In un comunicato uscito proprio ieri, l’Anderson Economic Group ha calcolato in 9,3 miliardi di dollari di perdite l’impatto degli scioperi UAW del 2023 sull’industria automobilistica. Il calcolo è fino al 19 ottobre e include i salari degli addetti alla componentistica ($ 488 mln), le perdite delle società di componentistica ($ 4,18 mld), salari e proventi dei fornitori ($ 2,78 mld) e infine le perdite di concessionari, acquirenti e altre parti dell’industria ($ 1,86 mld).

Uno dei rischi che Anderson vede è quello del rinvio a tempo indefinito di importanti investimenti dell’industria, per esempio nell’auto elettrica. Proprio questo è uno dei temi più caldi anche se meno discussi nell’ondata attuale di scioperi. Come noto infatti la produzione di auto elettriche richiede molto personale in meno rispetto alle auto tradizionali e gli operai che oggi incrociano le braccia per ottenere salari più adeguati al costo della vita, temono che in futuro l’industria abbia meno posto per loro e chiedono quindi maggiori garanzie.

Attualmente la UAW chiede un incremento dei salari del 36% in quattro anni (la richiesta iniziale era del 46%) con la settimana corta di 32 ore.
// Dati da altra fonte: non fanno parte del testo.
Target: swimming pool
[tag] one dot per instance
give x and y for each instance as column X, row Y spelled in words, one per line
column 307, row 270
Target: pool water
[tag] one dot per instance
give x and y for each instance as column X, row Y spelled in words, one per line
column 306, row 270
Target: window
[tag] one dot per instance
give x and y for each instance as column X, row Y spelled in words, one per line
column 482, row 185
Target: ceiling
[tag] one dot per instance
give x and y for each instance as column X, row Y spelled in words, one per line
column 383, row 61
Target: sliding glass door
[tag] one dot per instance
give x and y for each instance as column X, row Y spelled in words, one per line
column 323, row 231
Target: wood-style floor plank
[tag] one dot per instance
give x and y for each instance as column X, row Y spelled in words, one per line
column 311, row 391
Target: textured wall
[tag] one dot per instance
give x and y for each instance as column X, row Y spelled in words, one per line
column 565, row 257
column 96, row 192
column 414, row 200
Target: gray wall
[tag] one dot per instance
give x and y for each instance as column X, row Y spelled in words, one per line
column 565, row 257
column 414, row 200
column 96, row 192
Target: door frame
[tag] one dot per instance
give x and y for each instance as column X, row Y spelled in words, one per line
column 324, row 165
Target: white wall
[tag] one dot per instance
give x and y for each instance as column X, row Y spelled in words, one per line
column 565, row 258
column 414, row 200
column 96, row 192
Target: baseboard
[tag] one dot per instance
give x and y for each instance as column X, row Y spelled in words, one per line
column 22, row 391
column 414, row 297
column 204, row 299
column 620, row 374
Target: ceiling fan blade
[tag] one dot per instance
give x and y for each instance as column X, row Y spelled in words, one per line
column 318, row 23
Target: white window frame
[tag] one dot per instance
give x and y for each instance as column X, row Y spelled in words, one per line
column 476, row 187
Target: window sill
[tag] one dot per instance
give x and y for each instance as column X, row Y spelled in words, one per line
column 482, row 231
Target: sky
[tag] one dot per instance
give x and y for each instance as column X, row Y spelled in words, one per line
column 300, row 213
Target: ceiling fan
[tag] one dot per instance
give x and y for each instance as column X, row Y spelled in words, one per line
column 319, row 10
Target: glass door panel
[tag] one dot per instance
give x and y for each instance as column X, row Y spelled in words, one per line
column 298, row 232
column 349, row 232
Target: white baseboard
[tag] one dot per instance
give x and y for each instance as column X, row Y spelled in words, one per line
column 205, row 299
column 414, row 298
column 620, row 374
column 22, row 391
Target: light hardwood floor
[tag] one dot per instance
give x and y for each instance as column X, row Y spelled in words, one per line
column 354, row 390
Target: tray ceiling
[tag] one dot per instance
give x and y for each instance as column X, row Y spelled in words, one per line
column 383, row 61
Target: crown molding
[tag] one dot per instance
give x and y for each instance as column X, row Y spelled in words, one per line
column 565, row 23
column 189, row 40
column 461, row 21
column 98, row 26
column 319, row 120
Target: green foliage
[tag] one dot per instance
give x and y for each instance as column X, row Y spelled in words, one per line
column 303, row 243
Attualmente i dipendenti UAW guadagnano 28 dollari l’ora, ma quelli assunti dopo il 2007 sono nella seconda fascia e la loro paga scivola nella forchetta tra i 16 e i 19 dollari l’ora. Secondo alcuni calcoli il potere d’acquisto degli operai USA sarebbe crollato del 19,3% dal 2008 a oggi a causa dell’inflazione.

La distinzione fra vecchi assunti con maggiori privilegi e neoassunti meno tutelati è proprio uno dei bersagli della UAW che punta ad adeguare i nuovi trattamenti e non soltanto dal punto di vista salariale. Per esempio la salute: i pensionati assunti prima del 2007 hanno i servizi sanitari al pensionamento, gli operai assunti dopo il 2007 no.

Le distanze tra le parti si sono accorciate notevolmente, ma rimangono ancora importanti, insomma, come dimostra quest’ultimo sciopero a Detroit.

Auto, il lato politico dello sciopero USA

C’è infine anche la componente politica a complicare le cose. Lo scorso 26 settembre il presidente statunitense Joe Biden ha visitato i picchetti della UAW in Michigan, schierandosi direttamente con gli operai che protestavano e affermando che i lavoratori meritavano gli aumenti e le altre concessioni che chiedevano. Era la prima volta a memoria d’uomo di un inquilino della Casa Bianca al picchetto, ma le ragioni sono parse subito chiare. Lo Stato del Michigan è uno stato chiave per le prossime elezioni presidenziali del 5 novembre 2024.

L’appoggio di operai e sindacati di una delle maggiori industrie degli Stati Uniti sarà fondamentale per Biden, anche in chiave anti-Trump, e serve a scardinare alcuni dei pilastri populisti che hanno agitato le ultime elezioni. Almeno dal punto di vista del presidente. Secondo le stime di AP VoteCast nel 2020 Biden ottenne l’appoggio del 56% dei sindacati contro il 42% di Trump.

In molti sono rimasti delusi nel 2018 dall’ondata di chiusure della General Motors che ha coinvolto più di 14 mila lavoratori senza che Trump, il presidente che aveva promesso la difesa del lavoro Usa riuscisse a opporsi.

La questione comunque rimane aperta e già qualcuno parla di “political drama”, perché il tema della difesa dei lavoratori e della classe media è stato uno dei più importanti nel dibattito politico degli ultimi anni.

Senza considerare che, dopo anni di inflazione che hanno falciato il potere di acquisto e con l’ombra dell’elettrificazione dei trasporti che minaccia concretamente diverse produzioni, sicuramente anche nel 2024 il lavoro e il salario saranno temi caldi della campagna elettorale.